Em plano de R$ 300 bi de Lula para indústria, BNDES quer voltar a comprar ações de empresas
por Renato Machado e Marianna Holanda
O governo Luiz Inácio Lula da Silva (PT) anunciou na segunda-feira (22) um programa de estímulo à indústria. O chamado Nova Indústria Brasil recicla ideias antigas de gestões petistas, com forte intervenção estatal.
Estão previstos até 2026 R$ 300 bilhões para o setor, que há décadas patina no Brasil. O governo diz que a maior parte dos recursos virá de financiamentos do BNDES (Banco Nacional de Desenvolvimento Econômico e Social).

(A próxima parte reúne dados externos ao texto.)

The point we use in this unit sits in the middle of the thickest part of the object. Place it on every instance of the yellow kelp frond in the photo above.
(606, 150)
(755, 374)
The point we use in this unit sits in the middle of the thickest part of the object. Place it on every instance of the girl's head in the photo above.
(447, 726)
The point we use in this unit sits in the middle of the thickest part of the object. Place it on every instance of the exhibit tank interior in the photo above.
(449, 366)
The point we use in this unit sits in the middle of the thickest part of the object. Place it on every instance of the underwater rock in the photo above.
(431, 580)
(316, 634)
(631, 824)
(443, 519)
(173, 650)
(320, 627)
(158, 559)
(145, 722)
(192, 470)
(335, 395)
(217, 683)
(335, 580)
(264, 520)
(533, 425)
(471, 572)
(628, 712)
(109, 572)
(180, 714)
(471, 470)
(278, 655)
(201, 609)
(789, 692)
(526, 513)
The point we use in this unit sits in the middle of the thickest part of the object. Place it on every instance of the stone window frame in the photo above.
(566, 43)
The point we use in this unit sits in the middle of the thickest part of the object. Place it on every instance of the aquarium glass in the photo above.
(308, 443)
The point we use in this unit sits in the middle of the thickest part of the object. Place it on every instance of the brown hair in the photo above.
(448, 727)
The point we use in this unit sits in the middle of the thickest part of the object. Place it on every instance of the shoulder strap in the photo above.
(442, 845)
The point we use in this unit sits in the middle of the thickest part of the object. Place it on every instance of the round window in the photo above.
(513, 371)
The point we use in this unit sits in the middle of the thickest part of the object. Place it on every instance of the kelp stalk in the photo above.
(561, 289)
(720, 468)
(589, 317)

Uma das marcas do PT foi resgatada com a volta do BNDES “investidor”. Segundo o governo, a instituição, que terá protagonismo no plano, voltará a comprar ações.
Serão R$ 8 bilhões para a aquisição de papéis de companhias nacionais. Nas gestões passadas, a prática petista compunha a política conhecida como de “campeãs nacionais” —que selecionava determinadas empresas para se destacar no cenário internacional e acabou alvo de críticas. O governo nega se tratar do mesmo tipo de iniciativa.
A prática de investimento em ações havia sido abandonada no governo Jair Bolsonaro (PL). Sob o comando de Gustavo Montezano, o BNDES se desfez de ações —da Petrobras, por exemplo, vendeu mais de R$ 22 bilhões em 2020.
O plano de Lula e do vice-presidente Geraldo Alckmin, também ministro do Desenvolvimento, Indústria, Comércio e Serviços, prevê metas, diretrizes e medidas para os próximos dez anos, como, além da participação acionária, a exigência de conteúdo local.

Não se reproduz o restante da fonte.